I’m pretty sure I can solve this by projecting the point onto the closest side of the inner and outer rect and getting the distance between the points, but that seems like a very heavy-handed solution.

For axis-aligned rectangles, calculating distance to a side can be done just by subtracting coordinates on the appropriate axis.

For example, if the inner rectangle stretches from x = 50 to x = 100, then the distance of point P to the closer vertical edge is

if (P.x < 50) return 50 - P.x;
if (P.x > 100) return P.x - 100;
else P is inside the inner box OR the closest side is definitely not one of the vertical ones

I ended up figuring out a good solution using sdfs.

Using this SDF function

// Equation used from https://www.ronja-tutorials.com/2018/11/10/2d-sdf-basics.html
private float GetDistanceToRect(Rect rect, Vector2 point)
{
Vector2 halfSize = rect.size / 2f;
point -= rect.center;
Vector2 cwed = new Vector2(Mathf.Abs(point.x), Mathf.Abs(point.y)) - halfSize;
float outsideDistance = new Vector2(Mathf.Max(cwed.x, 0f), Mathf.Max(cwed.y, 0f)).magnitude;
float insideDistance = Mathf.Min(0f, Mathf.Max(cwed.x, cwed.y));
return outsideDistance + insideDistance;
}

I could get the points distance to the inner and outer rect. Dividing the distance to the inner rect by the difference in distance to both rects you can get the normalized distance between the two rects.

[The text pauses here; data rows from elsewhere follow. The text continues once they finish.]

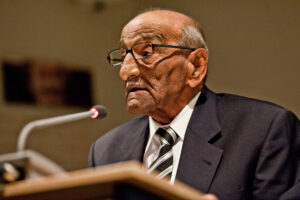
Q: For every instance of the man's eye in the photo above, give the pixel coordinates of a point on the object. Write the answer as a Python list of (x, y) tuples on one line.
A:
[(147, 53)]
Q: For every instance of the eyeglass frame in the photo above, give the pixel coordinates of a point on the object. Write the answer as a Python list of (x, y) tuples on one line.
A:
[(152, 45)]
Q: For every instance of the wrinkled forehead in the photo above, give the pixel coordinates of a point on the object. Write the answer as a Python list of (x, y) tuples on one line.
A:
[(149, 29)]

Fair point. Now that you call my attention to it, your original diagram doesn’t match your description of the problem; for the diagonal line in the top-right of your diagram, you are not going to the closest point on the outer rectangle (for that, you should always go horizontally or vertically). Looks like you are instead projecting a ray from the closest point on the inner rectangle through the red dot.